# Shallow regression for vector data

This script reads zip code data produced by **vectorDataPreparations** and creates a machine learning model for
predicting the average zip code income from population and spatial variables.

It assess the model accuracy with a test dataset but also predicts the number to all zip codes and writes it to a geopackage
for closer inspection

# 1. Read the data

In [None]:
import time
import geopandas as gpd
import pandas as pd
from math import sqrt
import os
import matplotlib.pyplot as plt

from sklearn.ensemble import GradientBoostingRegressor, RandomForestRegressor, BaggingRegressor,ExtraTreesRegressor, AdaBoostRegressor
from sklearn.model_selection import train_test_split
from sklearn.metrics import mean_squared_error, mean_absolute_error,r2_score

### 1.1 Input and output file paths 

In [None]:
paavo_data = "../data/paavo"

### Relative path to the zip code geopackage file that was prepared by vectorDataPreparations.py
input_geopackage_path = os.path.join(paavo_data,"zip_code_data_after_preparation.gpkg")

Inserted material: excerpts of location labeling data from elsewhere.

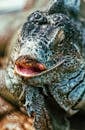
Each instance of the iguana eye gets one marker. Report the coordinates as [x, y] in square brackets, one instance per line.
[28, 67]
[37, 17]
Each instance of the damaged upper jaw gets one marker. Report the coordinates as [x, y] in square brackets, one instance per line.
[28, 67]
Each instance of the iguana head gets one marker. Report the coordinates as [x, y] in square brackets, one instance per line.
[46, 40]
[47, 53]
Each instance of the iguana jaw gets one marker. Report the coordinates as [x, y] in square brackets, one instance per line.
[28, 68]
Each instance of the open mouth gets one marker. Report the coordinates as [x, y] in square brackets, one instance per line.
[28, 67]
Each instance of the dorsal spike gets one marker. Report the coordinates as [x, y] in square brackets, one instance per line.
[56, 6]
[72, 5]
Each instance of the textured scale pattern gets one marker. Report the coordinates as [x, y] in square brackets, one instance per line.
[53, 38]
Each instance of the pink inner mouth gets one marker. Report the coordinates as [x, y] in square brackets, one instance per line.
[29, 70]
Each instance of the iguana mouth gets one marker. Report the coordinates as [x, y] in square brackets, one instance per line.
[28, 67]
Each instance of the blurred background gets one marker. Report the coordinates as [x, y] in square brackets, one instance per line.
[13, 13]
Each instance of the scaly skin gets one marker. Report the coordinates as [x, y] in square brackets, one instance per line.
[53, 39]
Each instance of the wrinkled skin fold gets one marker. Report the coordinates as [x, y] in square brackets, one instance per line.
[46, 68]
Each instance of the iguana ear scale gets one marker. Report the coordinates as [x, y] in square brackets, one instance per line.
[64, 6]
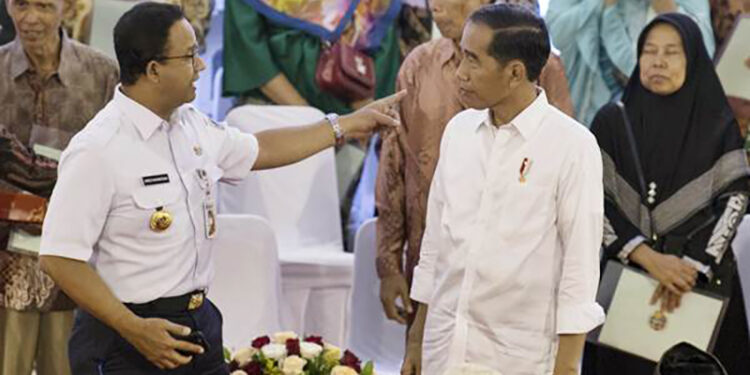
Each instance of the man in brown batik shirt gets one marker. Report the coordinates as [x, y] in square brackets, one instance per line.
[408, 158]
[51, 87]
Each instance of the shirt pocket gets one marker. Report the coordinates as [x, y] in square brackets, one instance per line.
[147, 201]
[153, 197]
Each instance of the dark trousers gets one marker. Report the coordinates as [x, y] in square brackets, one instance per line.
[96, 349]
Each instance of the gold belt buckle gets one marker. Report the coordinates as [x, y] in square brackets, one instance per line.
[196, 300]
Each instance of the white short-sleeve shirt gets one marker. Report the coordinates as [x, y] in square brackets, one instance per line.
[126, 164]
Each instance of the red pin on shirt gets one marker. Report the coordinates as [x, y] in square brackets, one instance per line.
[524, 171]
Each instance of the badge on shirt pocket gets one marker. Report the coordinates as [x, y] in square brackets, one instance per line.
[205, 181]
[209, 218]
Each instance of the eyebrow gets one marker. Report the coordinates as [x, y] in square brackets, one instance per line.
[470, 54]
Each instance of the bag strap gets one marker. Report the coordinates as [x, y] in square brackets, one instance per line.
[633, 148]
[636, 158]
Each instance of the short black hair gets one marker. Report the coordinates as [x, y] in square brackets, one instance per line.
[141, 35]
[518, 34]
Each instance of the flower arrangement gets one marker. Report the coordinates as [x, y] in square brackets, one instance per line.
[286, 354]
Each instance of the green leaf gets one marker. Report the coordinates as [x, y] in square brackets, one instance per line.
[368, 369]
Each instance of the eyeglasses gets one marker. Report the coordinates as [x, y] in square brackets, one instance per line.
[192, 56]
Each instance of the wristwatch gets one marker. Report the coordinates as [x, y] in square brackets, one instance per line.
[333, 119]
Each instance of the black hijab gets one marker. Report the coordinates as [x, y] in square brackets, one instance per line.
[680, 137]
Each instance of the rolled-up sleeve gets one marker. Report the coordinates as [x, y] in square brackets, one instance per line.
[423, 283]
[237, 154]
[79, 205]
[580, 224]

### Output file. You can change the name to identify different regression models
output_geopackage_path = os.path.join(paavo_data,"median_income_per_zipcode_shallow_model.gpkg")

### 1.2 Read the input data to a Geopandas dataframe

In [None]:
original_gdf = gpd.read_file(input_geopackage_path)
original_gdf.head()

# 2. Train the model 

You can try different regressor models by uncommenting the corresponding lines. You can also try different modeling parameters. 

Which one is the best model? Can you figure out how to improve it even more?

In [None]:
### Split the gdf to x (the predictor attributes) and y (the attribute to be predicted)
y = original_gdf['hr_mtu'] # Average income
### remove geometry and textual fields
x = original_gdf.drop(['geometry','postinumer','nimi','hr_mtu'],axis=1)

### Split the both datasets to train (80%) and test (20%) datasets
x_train, x_test, y_train, y_test = train_test_split(x, y, test_size=.4, random_state=42)

### Choose the model to be used
model = GradientBoostingRegressor(n_estimators=30, learning_rate=0.1,verbose=1)
#model = RandomForestRegressor(n_estimators=30,verbose=1)
#model = BaggingRegressor(n_estimators=30,verbose=1)
#model = ExtraTreesRegressor(n_estimators=30,verbose=1)
#model = AdaBoostRegressor(n_estimators=30)

print(model)

### Train the model with x and y of the train dataset
model.fit(x_train, y_train)

### Predict the unemployed number to the test dataset
prediction = model.predict(x_test)

### Assess the accuracy of the model with root mean squared error, mean absolute error and coefficient of determination r2
rmse = sqrt(mean_squared_error(y_test, prediction))
mae = mean_absolute_error(y_test, prediction)
r2 = r2_score(y_test, prediction)

print(f"\nMODEL ACCURACY METRICS WITH TEST DATASET: \n" +
      f"\t Root mean squared error: {round(rmse)} \n" +
      f"\t Mean absolute error: {round(mae)} \n" +
      f"\t Coefficient of determination: {round(r2,4)} \n")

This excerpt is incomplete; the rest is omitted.